Researchers have devised a model to anticipate drought and forest fires in the Amazon rainforest.
The research, which used precipitation records dating back to 1970 and hotspots tracked by the Moderate Resolution Imaging Spectroradiometer (MODIS) aboard NASA satellites, finds a strong correlation between sea surface temperatures in the tropical North Atlantic and subsequent drought in the western Amazon. Drought in the Amazon is increasingly associated with forest fires due to land-clearing fires set by agricultural developers and cattle ranchers.
The researchers, led by Katia Fernandes of Columbia University, conclude that their model could be used to forecast drought up the three months in advance, giving authorities a window to alert ranchers and farmers about the increased risk of using fire to clear land during the dry season, which typically runs from July-September.

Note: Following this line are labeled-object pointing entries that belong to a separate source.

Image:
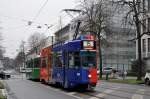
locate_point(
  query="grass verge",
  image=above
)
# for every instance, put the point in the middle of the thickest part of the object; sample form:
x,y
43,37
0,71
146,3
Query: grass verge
x,y
1,95
2,87
126,81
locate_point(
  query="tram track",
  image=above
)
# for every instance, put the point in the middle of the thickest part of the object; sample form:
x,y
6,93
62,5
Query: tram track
x,y
101,92
130,92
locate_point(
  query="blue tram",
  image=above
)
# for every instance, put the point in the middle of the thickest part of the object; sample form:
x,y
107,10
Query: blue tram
x,y
74,63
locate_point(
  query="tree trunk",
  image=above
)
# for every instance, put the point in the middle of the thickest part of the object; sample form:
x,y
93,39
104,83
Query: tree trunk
x,y
100,58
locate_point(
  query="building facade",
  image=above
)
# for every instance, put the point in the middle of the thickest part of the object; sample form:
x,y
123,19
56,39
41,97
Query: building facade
x,y
145,27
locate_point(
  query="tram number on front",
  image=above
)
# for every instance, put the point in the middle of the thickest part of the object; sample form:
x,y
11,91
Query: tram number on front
x,y
88,44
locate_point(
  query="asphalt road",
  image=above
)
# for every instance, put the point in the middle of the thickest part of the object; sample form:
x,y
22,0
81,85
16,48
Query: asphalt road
x,y
20,88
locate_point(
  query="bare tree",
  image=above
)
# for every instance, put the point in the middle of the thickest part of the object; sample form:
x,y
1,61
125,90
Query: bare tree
x,y
1,47
97,13
134,17
37,40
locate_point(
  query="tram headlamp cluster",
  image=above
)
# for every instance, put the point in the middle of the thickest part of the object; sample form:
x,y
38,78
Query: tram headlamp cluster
x,y
89,76
78,74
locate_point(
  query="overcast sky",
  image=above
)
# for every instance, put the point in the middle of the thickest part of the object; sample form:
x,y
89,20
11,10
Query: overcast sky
x,y
14,13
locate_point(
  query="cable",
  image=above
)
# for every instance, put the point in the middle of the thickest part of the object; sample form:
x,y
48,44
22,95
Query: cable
x,y
38,13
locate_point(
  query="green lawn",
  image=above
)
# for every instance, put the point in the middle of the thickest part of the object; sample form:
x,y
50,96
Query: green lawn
x,y
127,81
2,87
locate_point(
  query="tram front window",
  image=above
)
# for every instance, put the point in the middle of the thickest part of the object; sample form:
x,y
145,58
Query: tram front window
x,y
88,59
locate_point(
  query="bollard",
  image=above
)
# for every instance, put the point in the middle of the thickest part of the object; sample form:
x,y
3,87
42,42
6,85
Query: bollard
x,y
107,76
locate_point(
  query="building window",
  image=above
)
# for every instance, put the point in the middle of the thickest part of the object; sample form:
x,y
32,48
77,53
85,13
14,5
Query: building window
x,y
148,25
144,26
144,45
148,5
148,44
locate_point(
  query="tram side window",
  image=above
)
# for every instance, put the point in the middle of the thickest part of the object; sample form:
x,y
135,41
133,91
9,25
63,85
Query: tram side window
x,y
37,63
57,61
43,63
71,59
76,59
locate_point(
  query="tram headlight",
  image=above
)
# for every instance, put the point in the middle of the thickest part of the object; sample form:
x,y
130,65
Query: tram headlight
x,y
89,76
78,74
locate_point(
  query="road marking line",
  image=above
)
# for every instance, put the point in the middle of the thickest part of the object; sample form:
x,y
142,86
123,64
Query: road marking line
x,y
93,98
103,94
137,96
72,93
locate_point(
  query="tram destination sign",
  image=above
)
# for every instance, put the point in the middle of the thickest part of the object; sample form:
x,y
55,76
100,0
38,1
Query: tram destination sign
x,y
88,44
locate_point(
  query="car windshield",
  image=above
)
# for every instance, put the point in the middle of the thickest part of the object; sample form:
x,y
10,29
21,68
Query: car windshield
x,y
88,59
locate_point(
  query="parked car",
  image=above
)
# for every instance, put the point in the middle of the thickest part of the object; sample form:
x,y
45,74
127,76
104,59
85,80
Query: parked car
x,y
147,77
4,74
107,70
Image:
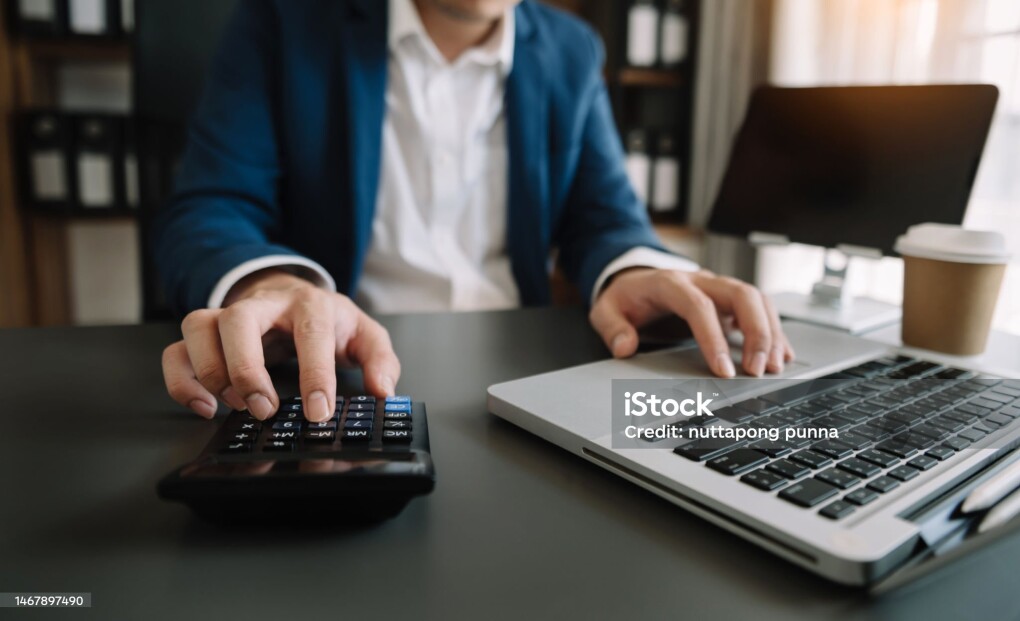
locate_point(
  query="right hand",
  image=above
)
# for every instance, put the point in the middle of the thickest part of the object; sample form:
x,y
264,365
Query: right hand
x,y
224,352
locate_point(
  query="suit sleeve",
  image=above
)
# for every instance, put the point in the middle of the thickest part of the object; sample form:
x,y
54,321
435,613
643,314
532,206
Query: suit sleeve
x,y
603,217
224,209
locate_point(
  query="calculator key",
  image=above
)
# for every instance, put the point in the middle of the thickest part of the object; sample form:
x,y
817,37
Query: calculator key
x,y
318,435
788,469
808,493
883,484
861,497
837,510
737,461
763,479
278,446
397,434
838,478
904,473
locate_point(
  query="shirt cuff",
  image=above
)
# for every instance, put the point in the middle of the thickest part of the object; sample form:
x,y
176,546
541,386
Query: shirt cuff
x,y
642,257
299,266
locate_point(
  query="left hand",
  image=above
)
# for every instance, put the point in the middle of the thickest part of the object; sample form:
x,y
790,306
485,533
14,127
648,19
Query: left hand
x,y
636,297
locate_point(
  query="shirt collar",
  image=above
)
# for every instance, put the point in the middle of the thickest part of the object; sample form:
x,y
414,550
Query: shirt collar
x,y
498,49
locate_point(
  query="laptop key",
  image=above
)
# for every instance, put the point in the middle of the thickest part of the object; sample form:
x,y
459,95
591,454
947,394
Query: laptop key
x,y
837,510
763,479
859,467
808,493
840,479
737,461
878,458
811,459
861,497
788,469
904,473
883,484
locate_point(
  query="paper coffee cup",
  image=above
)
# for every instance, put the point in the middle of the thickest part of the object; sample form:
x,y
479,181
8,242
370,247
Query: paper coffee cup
x,y
952,278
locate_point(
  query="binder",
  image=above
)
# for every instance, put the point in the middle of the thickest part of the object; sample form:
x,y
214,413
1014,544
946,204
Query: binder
x,y
666,175
40,17
97,161
643,34
94,17
639,163
44,150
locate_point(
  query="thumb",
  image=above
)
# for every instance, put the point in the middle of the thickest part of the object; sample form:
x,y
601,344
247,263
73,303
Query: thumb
x,y
616,331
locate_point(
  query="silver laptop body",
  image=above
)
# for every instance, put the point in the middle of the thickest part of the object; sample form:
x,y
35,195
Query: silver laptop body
x,y
572,407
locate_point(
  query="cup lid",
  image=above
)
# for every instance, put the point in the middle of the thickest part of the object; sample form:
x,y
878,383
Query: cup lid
x,y
952,243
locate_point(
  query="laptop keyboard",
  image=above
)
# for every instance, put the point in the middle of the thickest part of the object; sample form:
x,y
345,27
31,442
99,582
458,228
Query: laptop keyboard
x,y
897,417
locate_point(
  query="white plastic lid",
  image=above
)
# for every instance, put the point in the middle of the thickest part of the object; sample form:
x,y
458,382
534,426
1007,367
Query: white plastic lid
x,y
955,244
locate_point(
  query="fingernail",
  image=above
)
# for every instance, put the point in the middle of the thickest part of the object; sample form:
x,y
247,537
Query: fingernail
x,y
725,365
259,406
618,342
758,363
316,407
231,398
203,408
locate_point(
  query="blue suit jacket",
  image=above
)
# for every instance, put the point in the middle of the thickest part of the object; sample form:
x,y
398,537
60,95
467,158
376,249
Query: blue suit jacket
x,y
285,149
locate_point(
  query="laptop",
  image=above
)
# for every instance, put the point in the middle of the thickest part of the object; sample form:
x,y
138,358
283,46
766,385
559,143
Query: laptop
x,y
912,436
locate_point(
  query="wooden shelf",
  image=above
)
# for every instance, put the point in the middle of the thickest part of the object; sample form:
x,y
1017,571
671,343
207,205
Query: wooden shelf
x,y
110,50
638,76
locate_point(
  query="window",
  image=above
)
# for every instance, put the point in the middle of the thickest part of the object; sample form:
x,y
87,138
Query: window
x,y
853,42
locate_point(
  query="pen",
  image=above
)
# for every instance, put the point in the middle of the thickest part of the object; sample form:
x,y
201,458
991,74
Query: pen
x,y
1001,513
993,489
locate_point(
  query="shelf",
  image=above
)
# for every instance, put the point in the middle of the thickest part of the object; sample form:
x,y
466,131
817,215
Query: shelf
x,y
638,76
79,49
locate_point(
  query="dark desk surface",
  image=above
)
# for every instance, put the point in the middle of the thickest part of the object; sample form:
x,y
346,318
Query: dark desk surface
x,y
515,528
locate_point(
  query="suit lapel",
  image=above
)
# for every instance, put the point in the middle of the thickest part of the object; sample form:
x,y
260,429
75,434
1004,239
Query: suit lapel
x,y
364,49
527,139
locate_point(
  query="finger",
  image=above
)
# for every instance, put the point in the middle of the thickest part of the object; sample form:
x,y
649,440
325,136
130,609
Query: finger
x,y
182,384
362,340
701,314
746,303
315,342
780,347
201,334
241,328
617,332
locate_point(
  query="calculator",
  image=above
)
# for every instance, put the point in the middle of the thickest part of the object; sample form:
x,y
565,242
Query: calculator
x,y
362,465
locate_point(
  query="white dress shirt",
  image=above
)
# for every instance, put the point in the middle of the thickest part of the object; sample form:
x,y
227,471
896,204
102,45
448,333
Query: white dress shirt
x,y
439,237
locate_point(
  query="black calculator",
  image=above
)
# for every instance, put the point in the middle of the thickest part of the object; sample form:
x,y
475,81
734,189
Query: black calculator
x,y
363,465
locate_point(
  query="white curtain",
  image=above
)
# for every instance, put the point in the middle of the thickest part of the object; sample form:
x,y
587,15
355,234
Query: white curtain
x,y
853,42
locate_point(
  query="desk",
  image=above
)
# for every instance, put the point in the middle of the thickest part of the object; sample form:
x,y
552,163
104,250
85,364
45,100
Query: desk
x,y
516,527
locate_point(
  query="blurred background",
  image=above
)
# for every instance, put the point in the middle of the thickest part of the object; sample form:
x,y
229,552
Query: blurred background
x,y
95,96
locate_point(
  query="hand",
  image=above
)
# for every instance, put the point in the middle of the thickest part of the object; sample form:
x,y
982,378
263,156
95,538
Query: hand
x,y
636,297
224,351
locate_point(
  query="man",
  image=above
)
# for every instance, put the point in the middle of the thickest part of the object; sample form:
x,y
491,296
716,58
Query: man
x,y
419,155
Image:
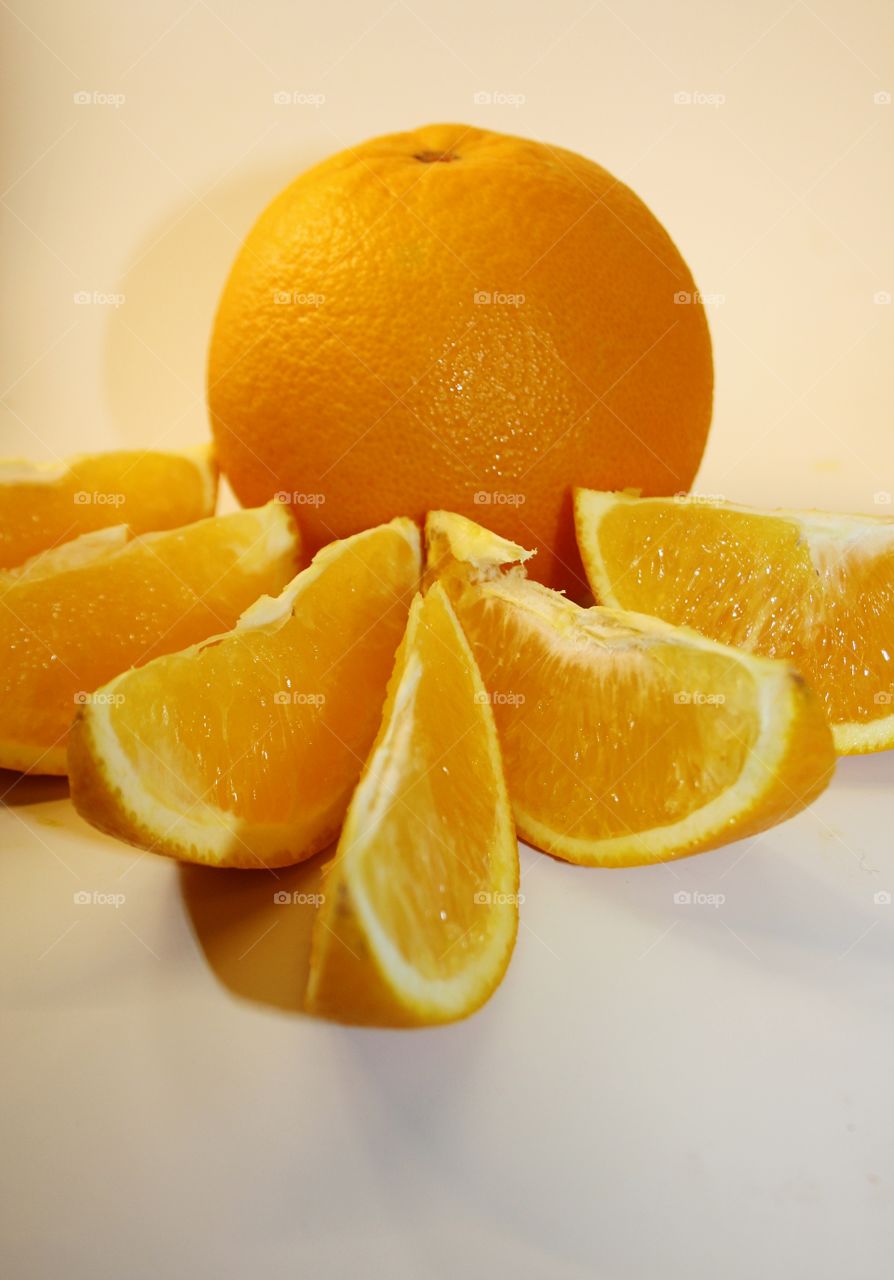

Coupled with its existing satellite-based deforestation monitoring capabilities, the warning system could prove useful to Brazil as it aims to reduce deforestation rates under its national climate action plan.
The study, which is published in Geophysical Research Letters, comes on the heels of another paper, published in the same issue, that reports an increase in droughts in the Amazon.
That research — led by Jose Marengo of Brazil’s National Institute for Space Research (INPE) — identifies the 2005 and 2010 droughts in the Amazon as the worst on record. It finds that since the mid-1970s droughts have increased in the Amazon region, while the length of the typical dry season has expanded. The study says droughts are “aggravated” when there was low rainfall in the previous wet season.
Representation (Hovmoller diagram) of precipitation in the southern Amazon from 1951 to 2010. The shade reflects the amount of rainfall, with the 100 mm (2.5-inches) level marked in bold as an indicator of dry months. You can see that the length of the dry season has increased over time. Image courtesy of Marengo et al (2011). |
The 2010 drought affected some 3 million square kilometers of forest, nearly 60 percent more than the 1.9 million square kilometers affected during the 2005 drought. Both events triggered severe drops in water levels for Amazon tributaries, stranding communities and stalling river transportation. Fires and associated ‘haze’ increased markedly during both droughts.
Scientists have warned for years that climate change could turn much of the Amazon into a tinderbox. Other research suggests that by mid-century, much of the Amazon could be at risk of die-off due to climate change-induced drought, the effects of which are worsened by deforestation, forest degradation, and fragmentation.